In our final, working solution, we developed a pattern in which we accept the incoming data, implement a state model that has only the minimum attributes required for the reduction, reduce the data, and finally decorate and transform it to fit the outgoing model. This state model approach minimizes CPU usage as the decoration and transformation happens only once per reduced message instead of on every incoming message.

Here’s how it looks in code:

public static void declareStream(StreamExecutionEnvironment streamEnv) {



    SingleOutputStreamOperator<NrDailyHost> infrastructureHostStream = streamEnv.addSource(generateConsumer())



            .assignTimestampsAndWatermarks(new BoundedOutOfOrdernessTimestampExtractor<AgentMessage>()))



             .map(HostState::new)



             .keyBy("consumingAccountId", "hostname")



             .reduce(new ReduceHostUsageFunction())



             .map(new MapHostStateToNrDailyHostFunction());



    declareKafkaWriter(infrastructureHostStream);



}

First, we read in the stream and turn the message into AgentMessage, the incoming wireframe model. Then we map it into HostState, the minimized state model. We perform the reduce step before finally fleshing the message out into NrDailyHost, the outgoing wireframe model.

Let’s examine each of these steps more closely.

The incoming wireframe model

This model matches the incoming data exactly.

public class AgentMessage {



        private long timestampMillisecondsSinceEpoch;



        private String agentVersion;



        private String agentLang;



        private int accountId;



        private String hostname;



        private Integer logicalProcessors;



        private Long totalRamBytes;



        private int metadataVersion;



}

The state model

Next we instantiate the state model, which is composed of the attributes we need in the reduction. In this case, we key on consumingAccountId and hostname, and we keep track of the hours used as each new message comes in. We also hang on to the AgentMessage so that we can use it in a later step.

public class HostState {



       private int consumingAccountId;



       private HashSet<Long> epochHoursUsed = new HashSet<Long>(24);



       private AgentMessage agentMessage;



       private String hostname;



 



       public HostState(AgentMessage agentMessage) {



           this.agentMessage = agentMessage;



           epochHoursUsed.add(agentMessage.getTimestampMillisecondsSinceEpoch());



           consumingAccountId = agentMessage.getAccountId();



           hostname = agentMessage.getHostname();



       }



}

Reduction using the state model

The only data we aggregate is the number of hours New Relic is used, which we keep track of with the HostState. This reduction is a stateful operator in Flink, so it’s tied to the input and output models (HostState). Isolating the reduction from the outgoing wireframe (NrDailyHost) allows us to mutate the outgoing wireframe without negatively affecting state.

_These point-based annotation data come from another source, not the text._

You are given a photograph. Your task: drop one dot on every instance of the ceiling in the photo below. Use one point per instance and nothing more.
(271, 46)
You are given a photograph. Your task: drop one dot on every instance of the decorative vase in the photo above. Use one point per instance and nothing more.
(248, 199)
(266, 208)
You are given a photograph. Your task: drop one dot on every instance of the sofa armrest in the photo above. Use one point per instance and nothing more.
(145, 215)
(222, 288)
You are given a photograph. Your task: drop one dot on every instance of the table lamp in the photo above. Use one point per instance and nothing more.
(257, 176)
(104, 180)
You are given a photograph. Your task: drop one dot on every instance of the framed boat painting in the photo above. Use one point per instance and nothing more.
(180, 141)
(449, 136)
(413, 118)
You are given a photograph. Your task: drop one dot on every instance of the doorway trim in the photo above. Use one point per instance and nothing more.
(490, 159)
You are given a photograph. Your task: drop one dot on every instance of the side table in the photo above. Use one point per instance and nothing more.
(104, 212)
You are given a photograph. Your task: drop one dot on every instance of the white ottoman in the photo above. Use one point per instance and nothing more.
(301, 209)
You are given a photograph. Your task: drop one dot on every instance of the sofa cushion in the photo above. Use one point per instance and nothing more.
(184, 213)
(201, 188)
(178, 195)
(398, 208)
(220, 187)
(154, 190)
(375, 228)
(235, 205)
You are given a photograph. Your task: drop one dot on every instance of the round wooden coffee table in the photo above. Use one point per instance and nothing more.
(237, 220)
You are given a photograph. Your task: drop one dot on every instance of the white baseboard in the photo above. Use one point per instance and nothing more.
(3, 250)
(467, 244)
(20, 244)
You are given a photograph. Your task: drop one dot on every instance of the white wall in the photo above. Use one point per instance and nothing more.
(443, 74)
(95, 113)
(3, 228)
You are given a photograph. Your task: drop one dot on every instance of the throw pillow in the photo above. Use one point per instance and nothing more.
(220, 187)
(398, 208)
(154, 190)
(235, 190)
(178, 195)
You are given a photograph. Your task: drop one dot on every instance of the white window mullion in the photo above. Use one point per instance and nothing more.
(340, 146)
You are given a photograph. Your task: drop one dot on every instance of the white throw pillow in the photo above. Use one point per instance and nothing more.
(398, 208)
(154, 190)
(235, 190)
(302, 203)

public HostState reduce(HostState value1, HostState value2) throws Exception {



       if (value1 != null) {



       value2.getEpochHoursUsed().addAll(value1.getEpochHoursUsed());



       }



       return value2;



}

The outgoing wireframe model

Finally, we can use a map function to expand and annotate the message into the outgoing data model. At this point, we have the aggregated fields as well as everything we need to create an instance of NrDailyHost that can be written to a Kafka topic. In this example, the NrDailyHost has many other fields that need to be calculated, so we get the benefit of doing it only after the messages have been reduced instead of on every incoming message.

Making things easier down the road

For our needs in our first Flink app, using a map and reduce operation to accept the incoming data, implement state, and transform the data to fit the outgoing pattern was simple to implement and well worth what we saved in processing time. Over time, we’ll likely make changes to this app, particularly the portions of the pipeline that process the incoming or outgoing models. But if we do need to make changes, we can easily deploy them without losing state.